Chris Evans next joined another comic book team but in a subordinate role and in an admittedly less super-powered outfit. On “The Losers,” a black ops unit betrayed and abandoned by the government, Evans plays Jensen, an intelligence agent and computer specialist. The role required Evans to tap more into the personality type that informed the Human Torch as opposed to the one that ended up informing Captain America, in other words Jensen is kind of the joker of the group (although obviously not The Joker in the full comic book context). Evans’ star moment is when he’s cornered in office building, his back up against a window in a highrise. Facing off against security, he threatens them to back off by making guns with his fingers, and although there’s laughing in the beginning, the laughs quickly stop when it looks like Jensen is actually shooting people with his fingers. Of course, it was The Losers’ resident sniper Cougar, but Evans made you believe for a second there that a finger could kill you. And you thought he was talented with a shield…

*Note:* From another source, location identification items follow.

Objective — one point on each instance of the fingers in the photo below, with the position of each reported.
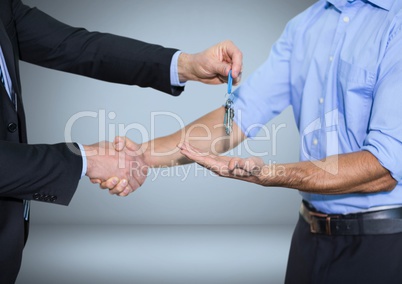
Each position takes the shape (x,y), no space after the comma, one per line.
(234,56)
(119,143)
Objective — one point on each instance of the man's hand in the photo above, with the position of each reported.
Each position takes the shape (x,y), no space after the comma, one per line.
(127,168)
(212,65)
(249,169)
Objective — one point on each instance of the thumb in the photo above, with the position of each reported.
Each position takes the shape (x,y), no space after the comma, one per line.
(119,143)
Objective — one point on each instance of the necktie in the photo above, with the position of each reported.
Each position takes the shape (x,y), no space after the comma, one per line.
(12,97)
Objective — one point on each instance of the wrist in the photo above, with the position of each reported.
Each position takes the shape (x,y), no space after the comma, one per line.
(266,175)
(184,68)
(89,152)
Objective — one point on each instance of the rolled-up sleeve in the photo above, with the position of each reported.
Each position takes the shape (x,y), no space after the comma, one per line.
(384,138)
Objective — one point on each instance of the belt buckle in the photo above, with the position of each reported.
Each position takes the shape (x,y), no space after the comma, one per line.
(313,224)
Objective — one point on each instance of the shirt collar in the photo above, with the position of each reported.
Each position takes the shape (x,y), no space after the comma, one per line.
(384,4)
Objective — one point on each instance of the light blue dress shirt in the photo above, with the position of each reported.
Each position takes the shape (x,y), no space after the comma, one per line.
(339,65)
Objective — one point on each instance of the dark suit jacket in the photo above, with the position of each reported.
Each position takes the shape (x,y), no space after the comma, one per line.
(51,173)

Scott Pilgrim Vs The World
Okay, so technically Chris Evans didn’t play a hero in this one, he played a villain. As Lucas Lee, one of the seven evil exes that Scott Pilgrim must overcome to win the heart of Ramona Flowers, Evans’ Lucas is everything you want to be, and not just because he’s a pretty good actor who used to be a pretty good skater. Of course, Lucas is only a villain in the “real” world, in the movies he’s the hero in action movie pablum where he says irascible tough guys lines like, “You listen close and you listen hard, bucko: The first click you hear is gonna be me hanging up. The second is me pulling the trigger.” Of course, being a Hollywood jerk and hugely egocentric, Lucas was pretty easy for Scott Pilgrim to defeat, and he was just the second evil ex to begin with. Still, Lucas Lee represented perhaps the furthest that Evans could get from his next comic book role, what is arguably the center of the Marvel Cinematic Universe…
Captain America: The First Avenger/The Avengers
Sam Worthington, Garrett Hedlund, Jensen Ackles, and Channing Tatum were all on the short list to play the Sentinel of Liberty, but it was Chris Evans who got the call. Three times. It took three times for the actor to accept, and thank goodness for Marvel’s perseverance because it’s hard to imagine who else might have pulled off that combination of earnestness boy scout and battle-hardened warrior. In other words, you can laugh along with Cap’s fish-out-water predicament, but when the $#!% hits the fan you still salute and follow orders. Evans turned down the smarm and turned up the sincerity, convincingly playing the tough but scrawny Steve Rogers and the commanding but thoughtful Captain America. A famous comic book writer once said it was hard to write for Captain America because he sounded like your dad, and kids don’t think their dad is cool. Well guess what fans, Evans made sounding like your dad cool. Bring on the Winter Soldier!